Allen’ın özeti sayesinde hazırlık sorunsuz geçti. Ancak, ilk dersin içeriğinin sadece yarısını anlamak bile 3.500 mana tüketmişti. Bir dersi sorunsuz bir şekilde vermek için bir hafta boyunca her gün 1.000 mana yatırmam gerekiyordu. Neyse ki, Anlama yeteneği sayesinde öğrendiğim şeyler kolayca unutulmuyordu.

“… Gereksiz kısımları çıkarmalıyım,” dedim.

Allen’ın özetini elimden geldiğince düzenledim, sadece gerekli içeriği özetledim ve çok temel veya gereksiz olan her şeyi cesurca attım. Bilgim sınırlı olduğu için dersi olabildiğince interaktif hale getirmeyi planladım. Acemi büyücüleri küçük düşüren orijinal Deculein’in aksine, ben bunu yapmayacaktım.

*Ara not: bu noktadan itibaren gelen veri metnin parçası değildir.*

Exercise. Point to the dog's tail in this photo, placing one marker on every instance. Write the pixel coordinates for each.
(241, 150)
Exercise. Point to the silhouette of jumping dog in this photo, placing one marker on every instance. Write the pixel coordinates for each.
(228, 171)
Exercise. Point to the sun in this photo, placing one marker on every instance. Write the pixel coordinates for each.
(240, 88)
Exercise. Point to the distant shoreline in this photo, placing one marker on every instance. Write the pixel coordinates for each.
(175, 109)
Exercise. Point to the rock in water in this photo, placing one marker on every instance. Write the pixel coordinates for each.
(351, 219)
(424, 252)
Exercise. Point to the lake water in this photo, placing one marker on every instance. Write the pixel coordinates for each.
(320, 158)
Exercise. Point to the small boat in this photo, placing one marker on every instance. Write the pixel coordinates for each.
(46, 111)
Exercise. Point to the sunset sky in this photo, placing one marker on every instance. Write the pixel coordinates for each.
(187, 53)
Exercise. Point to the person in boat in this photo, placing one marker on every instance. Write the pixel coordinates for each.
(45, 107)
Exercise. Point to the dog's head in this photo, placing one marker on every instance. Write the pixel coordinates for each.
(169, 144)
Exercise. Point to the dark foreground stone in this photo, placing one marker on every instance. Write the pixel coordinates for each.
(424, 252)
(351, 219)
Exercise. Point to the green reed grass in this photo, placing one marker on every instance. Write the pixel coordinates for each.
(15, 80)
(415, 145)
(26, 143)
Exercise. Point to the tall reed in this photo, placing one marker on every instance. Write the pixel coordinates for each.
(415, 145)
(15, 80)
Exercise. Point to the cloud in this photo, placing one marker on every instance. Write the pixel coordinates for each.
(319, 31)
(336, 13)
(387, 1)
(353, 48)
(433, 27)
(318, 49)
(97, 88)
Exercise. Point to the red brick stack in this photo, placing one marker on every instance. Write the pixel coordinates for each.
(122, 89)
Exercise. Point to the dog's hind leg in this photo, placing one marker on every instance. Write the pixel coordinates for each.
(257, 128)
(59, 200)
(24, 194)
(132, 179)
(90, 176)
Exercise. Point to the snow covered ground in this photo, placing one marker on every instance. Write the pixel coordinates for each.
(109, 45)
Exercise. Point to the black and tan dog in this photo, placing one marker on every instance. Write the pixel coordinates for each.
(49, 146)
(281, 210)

Dersin büyücülere gerçekten yardımcı olmasını ve aynı zamanda bilgisizliğimin ortaya çıkmamasını istiyordum. Bu beklenmedik nezaket, kısmen Deculein’in aşırı çalışkan kişiliğinden kaynaklanıyordu. Yaklaşık bir saat ders planını hazırladıktan sonra programımı kontrol ettim.

“Sadece dokuz gün kaldı.”

Gece yarısı geçmişti, yani sömestr başlangıcına dokuz gün kalmıştı. O zamana kadar, Profesör Deculein olarak büyü bilgimi geliştirmem gerekiyordu. Profesör olma fikri beni biraz gergin yapsa da, sistemin kişilik özellikleri sayesinde yüküm çok azdı.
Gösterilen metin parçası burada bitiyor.